Michael at the University of Maryland University College asked:
I am currently a college senior with only 4 more classes left to earn my Bachelor’s in Homeland Security. I am considering obtaining a double major in Cyber-security and Homeland Security due to my interest in the field as well as the growing demand for cyber-security professionals. I am also concerned with the downsizing of the military that there is going to be an abundance of competition in Homeland Security jobs. Without any military experience, I feel I may get overlooked for job opportunities in favor of other applicants with military experience. However, being this close to graduation I am hesitant to add another year to my studies. Any advice?
Mark, also at UMUC, asked:
I have a bachelor’s in Computer and Network Security and pursuing a Master’s in Cyber Security. Where do I start to get a Entry Level position with the federal government so that I may serve my country in my field of expertise?
Hi Michael and Mark –
You both pose similar questions so I grouped your questions together (hope you don’t mind!).
First – Michael’s question – should I add another year to my studies?
My snarky answer is no; because more is not necessarily better. That is, more education does not equate directly or always into a greater level of qualifications or competitiveness in the job market.
The real answer is more complicated than that, of course – but the “more is not necessarily better” argument remains at its core.
If going to school for another year to complete the cyber-security major will give you tangible qualifications that you need to be competitive for certain jobs in homeland security and you can financially afford to pay for another year of school, it could make sense to complete the dual major.
If it will be fun and intellectually challenging/interesting, and look good on paper but will not substantively enhance your candidacy, it probably doesn’t make sense.
How do you make that decision? Well, there is no single right or wrong answer here that will work for everyone, because everyone’s situation is different. So, seek out advice and information. Talk to the academic advisers and career advisers at your University. Ask for outcomes data. Ask about the demand for students that complete each one or both of your majors. And, ask for their counsel in interpreting that the data you gather.
There is not an equal level of demand for all kinds of jobs, so you have to look at the supply and demand dynamics of the employment market in that field.
Now, the second part – am I at a competitive disadvantage to candidates with military experience?
This is another question that cannot be addressed in a bubble.
If certain positions require that candidates have a military background or a security clearance that is hard to get if you do not have a military background, then yes – you are at a competitive disadvantage.
If certain positions require a degree in homeland security, cyber-security or a related field and some related experience, and you have both the degree and the related experience, you probably have an advantage over someone with military experience and no degree.
See – you cannot control the qualifications or candidacy of others. You can only control your own. You have to develop as deep an understanding of the hiring dynamics of the field you want to enter, pursue a job search campaign that presents your most relevant qualifications to the employment decision makers, and then let the chips fall where they may.
There is competition in virtually every field, and homeland security is no exception.

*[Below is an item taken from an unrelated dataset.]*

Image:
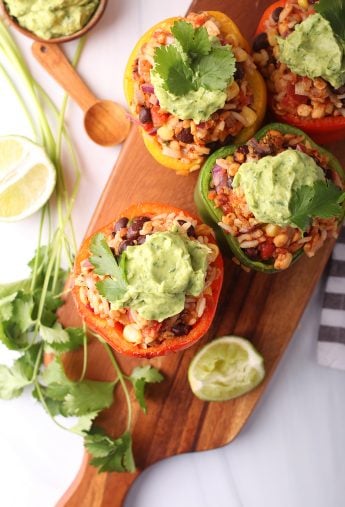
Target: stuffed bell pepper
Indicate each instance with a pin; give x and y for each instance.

You can’t avoid it.
The best advice I have is to use your intelligence gathering skills to develop a thorough understanding of your career options, and then act strategically following the counsel of your advisers and informed by your intelligence gathering.
In short, apply the skills you have developed through your degree to your job search.

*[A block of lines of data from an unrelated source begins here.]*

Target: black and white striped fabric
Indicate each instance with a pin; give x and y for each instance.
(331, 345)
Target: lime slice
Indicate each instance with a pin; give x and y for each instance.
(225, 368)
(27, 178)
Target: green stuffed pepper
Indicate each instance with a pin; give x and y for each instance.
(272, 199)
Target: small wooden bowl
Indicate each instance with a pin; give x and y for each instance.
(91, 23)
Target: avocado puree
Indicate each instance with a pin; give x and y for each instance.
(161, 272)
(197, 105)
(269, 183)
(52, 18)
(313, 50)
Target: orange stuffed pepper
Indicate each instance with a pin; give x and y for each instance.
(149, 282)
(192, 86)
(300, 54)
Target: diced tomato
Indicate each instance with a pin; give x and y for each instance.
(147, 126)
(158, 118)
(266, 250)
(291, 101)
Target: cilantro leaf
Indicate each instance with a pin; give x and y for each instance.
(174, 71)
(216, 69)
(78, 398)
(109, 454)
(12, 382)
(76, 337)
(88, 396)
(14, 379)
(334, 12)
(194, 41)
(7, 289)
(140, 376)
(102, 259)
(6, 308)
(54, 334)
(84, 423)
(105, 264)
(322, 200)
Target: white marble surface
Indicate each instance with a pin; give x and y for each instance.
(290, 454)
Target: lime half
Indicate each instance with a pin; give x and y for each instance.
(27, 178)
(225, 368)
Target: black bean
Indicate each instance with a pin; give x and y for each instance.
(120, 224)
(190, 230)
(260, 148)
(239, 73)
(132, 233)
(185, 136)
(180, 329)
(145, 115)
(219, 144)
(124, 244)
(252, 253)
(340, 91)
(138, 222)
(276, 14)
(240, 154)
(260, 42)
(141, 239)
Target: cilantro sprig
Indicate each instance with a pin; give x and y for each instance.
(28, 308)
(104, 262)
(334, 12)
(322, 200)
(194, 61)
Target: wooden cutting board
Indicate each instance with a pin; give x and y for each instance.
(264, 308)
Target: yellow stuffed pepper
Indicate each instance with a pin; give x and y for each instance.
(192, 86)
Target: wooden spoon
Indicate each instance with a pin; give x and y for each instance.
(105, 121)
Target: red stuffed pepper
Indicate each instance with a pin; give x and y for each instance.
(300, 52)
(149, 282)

Finally, the third part – Mark’s question – how do I find entry level positions in homeland security?
Start with the internet! There are a lot of good online resources; some from the government and some from the private sector. Following are some sites to consider to get you started:
- Department of Homeland Security Career Page
- Intelligence.gov Careers Page
- Some private sector consulting firms – like Booz | Allen | Hamilton – also have Homeland Security Consulting practices. Don’t don’t forget to consider these programs.

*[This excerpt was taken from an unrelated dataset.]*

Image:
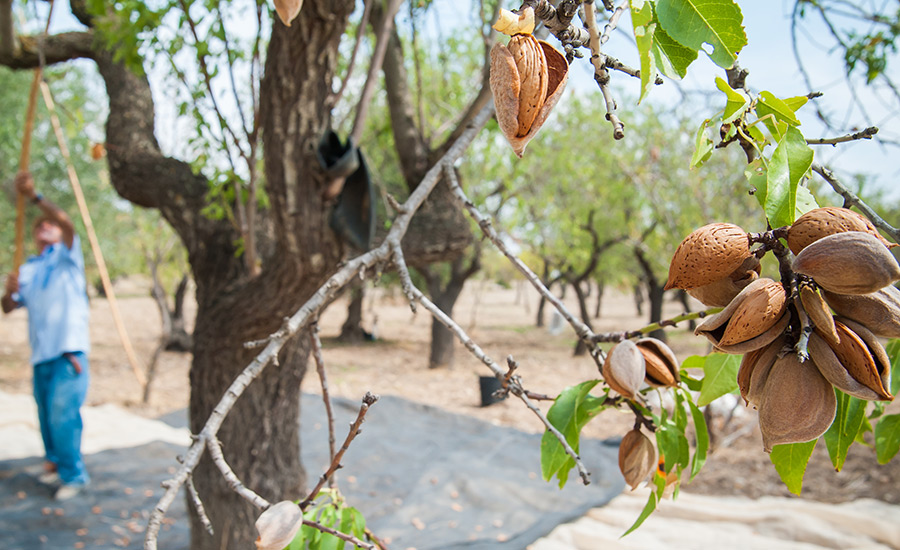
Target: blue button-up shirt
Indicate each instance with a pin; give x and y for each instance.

Also, it’s admittedly a bit dated (2006), but the US Department of Labor produced a 14-page brochure entitled Careers in Homeland Security. The information in this brochure should provide you some general direction as well.
Check with your campus career center! Some of these companies and agencies may recruit on your campus.
One last bit of advice – start early and be patient!
Particularly when it comes to pursuing employment with the government, and even more so with job requiring deep background checks. If you are seeking employment with the State Department, the CIA, the National Security Agency, or similar institutions or agencies, realize that the process will most likely take a VERY long time and consist of many, many steps! 18 to 24 months is not a long time in this world, so if you are graduating in May you should already have started your search.